Saturday, 8 January 2022

SOFR Futures: LIBOR dominates!

The title of the post may look like a typo, but it is not. For the first days of the year, among the STIR futures settling against SOFR, the ones with a LIBOR name still dominate. The post-June 2023 LIBOR futures will be converted around June 2023 into SOFR futures (with a known spread of 26.161 bps). The final settlement of those is thus SOFR based, even if they still have a name with Eurodollar LIBOR.

The total volume for STIR futures at CME was for the first week of 2022, 75.1% for LIBOR (3M), 14.2% for SOFR (3M), 8.1% for EFFR (1M), 2.1% for SOFR (1M) and 0.5% for BSBY (3M).

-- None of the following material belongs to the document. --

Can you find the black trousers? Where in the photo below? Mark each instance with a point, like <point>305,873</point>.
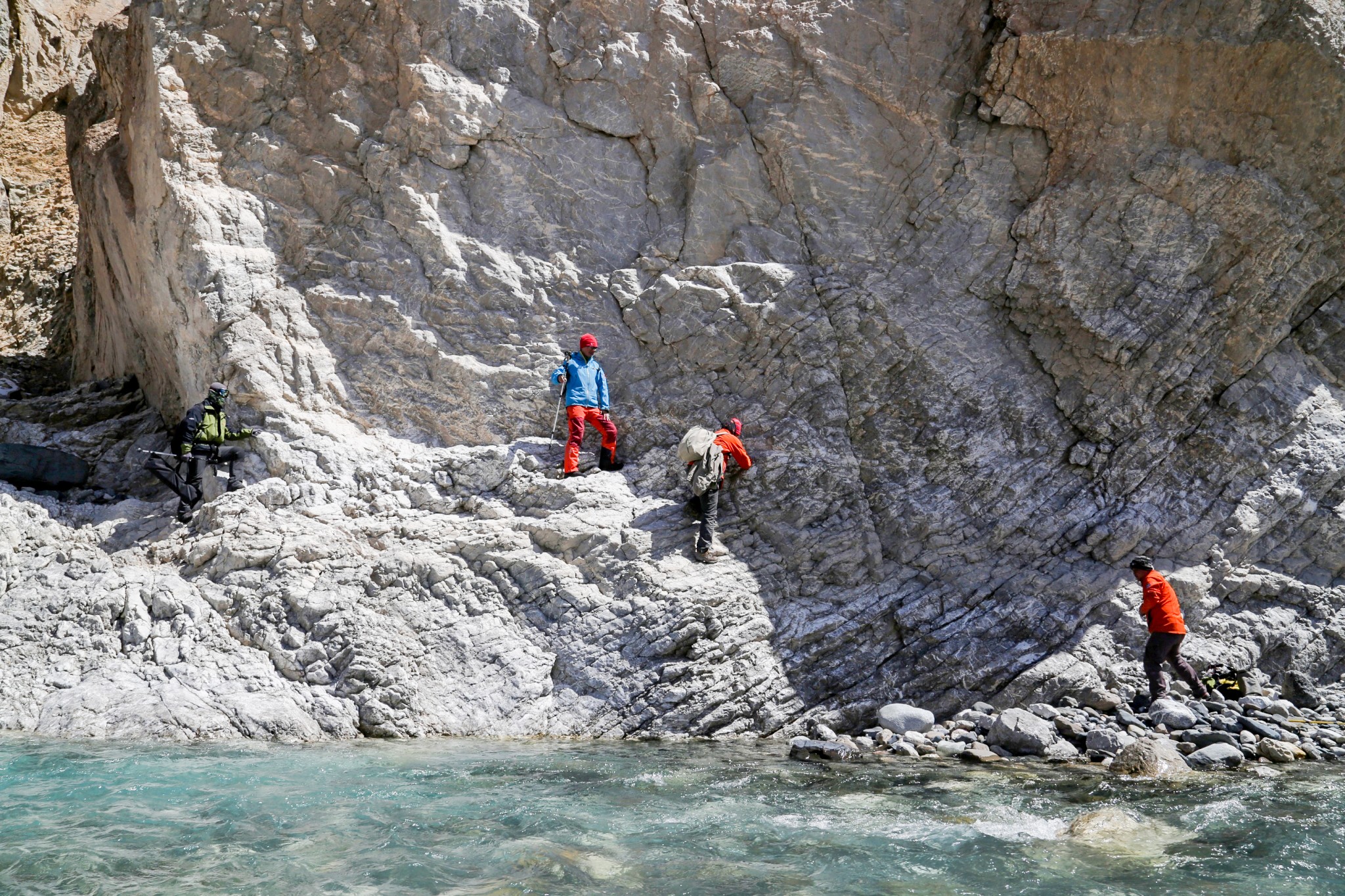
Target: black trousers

But if we are looking only at the post 2023 futures, they all are SOFR (3M) delivery futures (except a couple of hundreds trades on BSBY). For those trades, the LIBOR futures had yesterday (2022-01-07) a volume of 91.1% (trades up to Dec 2028) and the SOFR futures a volume of 8.9% (trades only up to Dec 2027). Hence the oxymoronic title to this blog.

The LIBOR volume does not correspond to risk reduction as the LIBOR Open Interest have increased by 100,000 contracts since 31 December 2021.

We don't know why such a trading pattern exists, but we conceive that it could be a way to hide the complexity of the new product behind an old name.

Note that on the cleared side, LCH indicates for the first week of 2022 43% IRS (LIBOR) and 57% OIS (SOFR and EFFR). The split between SOFR and EFFR is not published yet but it looks very likely that we are not yet at SOFR First.